The bankers well maintain the account, and as per the client’s requirement, the money automatically transfers to the account. Customers predetermine the average amount to be kept in the saving or current account, and any amount over and excess is invested in the money market. The excess amount in the sweep account is also easily liquidated. Sometimes there can be a situation that the amount falls short in the main account, and that time the proceeds which the customers earn form the investment in the money market can be used to maintain the accounts. The calculations and the adjustment should be made very carefully to maximize the utility of the mechanism of this special account type.

Example of Sweep Account

Let’s say, Mr. Russell opted for a sweep account facility with the bank. He has a savings account that has a threshold limit of $ 5,000. The savings account interest was approx 2 % per annum. On 1st December 2019, he has $ 2,000 in his account, and on that, he has continued to earn a 2 % interest that year. On 1st January 2020, he deposited a cheque of $ 2,000 to the bank and so now the fund in the account is $ 7,000. The extra amount from the threshold limit, i.e., $ 2,000, will be automatically invested in the money market and by which Mr. Russell can earn a higher return on his investment compared to the savings account.

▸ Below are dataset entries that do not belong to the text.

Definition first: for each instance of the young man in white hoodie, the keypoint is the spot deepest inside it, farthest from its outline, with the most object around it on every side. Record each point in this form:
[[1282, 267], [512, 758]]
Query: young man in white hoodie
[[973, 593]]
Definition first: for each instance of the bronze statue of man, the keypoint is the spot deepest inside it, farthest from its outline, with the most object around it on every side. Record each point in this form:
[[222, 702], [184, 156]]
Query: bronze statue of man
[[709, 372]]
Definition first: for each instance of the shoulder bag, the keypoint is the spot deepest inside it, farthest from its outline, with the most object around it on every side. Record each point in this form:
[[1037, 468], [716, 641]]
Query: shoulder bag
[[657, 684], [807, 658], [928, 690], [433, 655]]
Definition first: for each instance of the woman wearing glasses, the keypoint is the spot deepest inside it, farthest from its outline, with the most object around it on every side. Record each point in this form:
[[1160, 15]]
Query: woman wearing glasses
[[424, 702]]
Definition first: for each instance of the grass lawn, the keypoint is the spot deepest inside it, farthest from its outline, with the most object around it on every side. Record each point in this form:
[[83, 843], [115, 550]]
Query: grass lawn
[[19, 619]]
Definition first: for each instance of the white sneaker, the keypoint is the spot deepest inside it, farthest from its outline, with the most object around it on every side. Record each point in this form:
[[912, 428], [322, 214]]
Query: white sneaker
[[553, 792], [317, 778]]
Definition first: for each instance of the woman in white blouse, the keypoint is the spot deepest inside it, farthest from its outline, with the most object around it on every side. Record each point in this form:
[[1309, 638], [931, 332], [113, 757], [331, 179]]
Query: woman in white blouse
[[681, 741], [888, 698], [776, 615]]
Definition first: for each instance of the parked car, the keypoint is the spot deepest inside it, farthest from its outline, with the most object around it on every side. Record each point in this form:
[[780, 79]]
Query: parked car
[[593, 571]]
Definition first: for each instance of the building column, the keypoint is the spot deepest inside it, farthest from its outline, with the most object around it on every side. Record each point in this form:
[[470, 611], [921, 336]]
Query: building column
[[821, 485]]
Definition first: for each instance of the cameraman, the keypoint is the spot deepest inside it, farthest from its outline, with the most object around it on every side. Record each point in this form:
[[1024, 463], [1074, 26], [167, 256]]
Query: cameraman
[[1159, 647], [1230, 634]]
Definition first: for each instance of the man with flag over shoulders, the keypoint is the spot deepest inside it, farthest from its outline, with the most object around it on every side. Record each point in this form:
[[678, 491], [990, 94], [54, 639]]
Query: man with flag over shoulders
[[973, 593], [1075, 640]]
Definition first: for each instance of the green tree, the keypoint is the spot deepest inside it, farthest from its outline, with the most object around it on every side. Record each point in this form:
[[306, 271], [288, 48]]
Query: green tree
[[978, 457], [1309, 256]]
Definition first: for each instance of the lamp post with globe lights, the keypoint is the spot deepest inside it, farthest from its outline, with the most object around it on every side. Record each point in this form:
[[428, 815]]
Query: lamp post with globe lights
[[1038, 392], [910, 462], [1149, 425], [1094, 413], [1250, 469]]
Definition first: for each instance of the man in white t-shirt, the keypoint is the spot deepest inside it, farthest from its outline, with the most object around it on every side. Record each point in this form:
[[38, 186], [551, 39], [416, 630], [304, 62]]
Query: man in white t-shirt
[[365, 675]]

Difference between Sweep Account and Zero Balance Account

  • In a zero balance account, there is no minimum balance requirement, but in the case of a sweep account, there is a minimum balance requirement to continue the account.
  • The function of the zero balance account is to consolidate the cash balances of other accounts in a single entry for the clients. On the other hand, the sweep account helps to invest the excess money that is lying in the savings or current account of the customer to help them earn a higher return from the market.
  • The zero balance account disburses all the money from its account at the day end and thus making it the balance zero. Whereas, a minimum amount is required at any point in time in case of the sweep account.


  • This account transfers the excess fund automatically as per the client’s requirement.
  • This account also helps the savings account to maintain the threshold limit.
  • In case the funds fall short in the savings account, the proceeds from the investment are automatically used to maintain the minimum requirement of the account balance.
  • By this technique, the customer can earn a steady interest in their savings account, and the excess money is not idle in the accounts. It is further invested in the money market.
  • The money invested through this account in any investment schemes can easily be liquidated when required.



Banks provide special facilities to the customers to ease out their burden from the complex investment situations. Still, the customers should very well understand all the terms and conditions of this facility. The money market returns are no doubt higher than the regular savings account interest, but one has to be very careful while investing in this type of account.